Protein found in humans

Collagen alpha-1(X) chain is a protein that in humans is a member of the collagen family encoded by the COL10A1 gene.

This gene encodes the alpha chain of type X collagen, a short chain collagen expressed by hypertrophic chondrocytes during endochondral ossification. Unlike type VIII collagen, the other short chain collagen, type X collagen is a homotrimer.
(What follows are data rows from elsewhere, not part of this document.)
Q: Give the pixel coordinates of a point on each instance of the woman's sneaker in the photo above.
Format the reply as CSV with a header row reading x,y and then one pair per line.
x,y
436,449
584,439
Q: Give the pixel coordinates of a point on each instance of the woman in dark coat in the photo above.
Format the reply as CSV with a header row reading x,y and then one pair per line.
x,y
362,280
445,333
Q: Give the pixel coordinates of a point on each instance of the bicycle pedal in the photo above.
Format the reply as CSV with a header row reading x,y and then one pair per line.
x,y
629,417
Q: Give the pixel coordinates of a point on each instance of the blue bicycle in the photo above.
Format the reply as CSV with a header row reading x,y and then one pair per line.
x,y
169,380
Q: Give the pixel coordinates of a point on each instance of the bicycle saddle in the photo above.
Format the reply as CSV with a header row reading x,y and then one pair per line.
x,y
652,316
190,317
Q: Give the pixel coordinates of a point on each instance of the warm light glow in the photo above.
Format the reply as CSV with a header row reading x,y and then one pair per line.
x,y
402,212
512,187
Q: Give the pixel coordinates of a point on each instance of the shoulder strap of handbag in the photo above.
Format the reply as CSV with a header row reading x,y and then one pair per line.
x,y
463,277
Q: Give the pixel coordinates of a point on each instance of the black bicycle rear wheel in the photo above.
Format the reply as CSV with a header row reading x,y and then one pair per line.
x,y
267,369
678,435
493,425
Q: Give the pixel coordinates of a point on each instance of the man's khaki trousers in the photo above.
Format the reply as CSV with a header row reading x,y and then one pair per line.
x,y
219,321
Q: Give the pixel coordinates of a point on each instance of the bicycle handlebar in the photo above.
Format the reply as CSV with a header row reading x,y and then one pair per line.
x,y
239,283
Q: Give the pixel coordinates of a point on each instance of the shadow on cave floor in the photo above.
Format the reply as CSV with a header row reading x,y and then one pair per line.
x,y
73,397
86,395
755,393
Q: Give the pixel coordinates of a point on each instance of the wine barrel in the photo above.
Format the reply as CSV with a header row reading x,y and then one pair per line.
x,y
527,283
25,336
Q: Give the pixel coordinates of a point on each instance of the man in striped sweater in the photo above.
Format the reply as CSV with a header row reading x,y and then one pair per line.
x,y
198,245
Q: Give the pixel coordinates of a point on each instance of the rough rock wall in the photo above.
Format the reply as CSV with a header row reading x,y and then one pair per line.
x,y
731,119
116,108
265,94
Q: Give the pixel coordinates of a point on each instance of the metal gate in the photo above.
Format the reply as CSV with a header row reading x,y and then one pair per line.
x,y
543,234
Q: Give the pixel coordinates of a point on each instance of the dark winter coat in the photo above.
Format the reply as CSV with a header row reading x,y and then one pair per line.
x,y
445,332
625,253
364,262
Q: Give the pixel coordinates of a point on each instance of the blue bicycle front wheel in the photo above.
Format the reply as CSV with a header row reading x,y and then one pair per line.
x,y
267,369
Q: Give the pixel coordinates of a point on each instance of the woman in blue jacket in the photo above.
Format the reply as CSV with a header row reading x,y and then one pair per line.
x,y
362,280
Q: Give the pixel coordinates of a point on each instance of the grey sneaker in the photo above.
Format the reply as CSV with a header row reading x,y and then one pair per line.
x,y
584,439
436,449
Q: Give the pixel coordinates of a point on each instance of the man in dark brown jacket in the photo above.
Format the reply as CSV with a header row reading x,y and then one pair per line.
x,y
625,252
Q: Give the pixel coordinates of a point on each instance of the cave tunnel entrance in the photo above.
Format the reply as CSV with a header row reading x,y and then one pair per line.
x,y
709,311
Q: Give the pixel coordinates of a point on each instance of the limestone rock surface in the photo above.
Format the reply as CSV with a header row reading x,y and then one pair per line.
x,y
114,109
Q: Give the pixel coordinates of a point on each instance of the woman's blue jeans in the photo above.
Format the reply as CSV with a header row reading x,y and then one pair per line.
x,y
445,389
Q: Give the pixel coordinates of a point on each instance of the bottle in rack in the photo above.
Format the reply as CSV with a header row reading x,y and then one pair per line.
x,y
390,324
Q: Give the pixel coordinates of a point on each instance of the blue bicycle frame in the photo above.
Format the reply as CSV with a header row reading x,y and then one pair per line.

Type X collagen has a short triple helical collagen domain flanked by the N-terminal NC2 and the C-terminal NC1 domains. The C-terminal NC1 domain has complement C1q-like structure. Collagen X forms hexamer complexes through the association of NC1 regions. Mutations in this gene are associated with Schmid type metaphyseal chondrodysplasia (SMCD) and Japanese type spondylometaphyseal dysplasia (SMD).

DDR2 is a collagen receptor for it.

Recent studies into the early detection of colon cancer have identified COL10A1 protein levels in serum as a potential diagnostic biomarker candidate to detect both adenoma lesions and tumor.

Collagen alpha-1(X) undergoes degradation in the active growth plate releasing an intact NC1 region with a small amount of collagenous region attached. This degradation byproduct has been deemed CXM and has potential to be a useful biomarker to assess real time growth velocity in children and fracture healing in adults.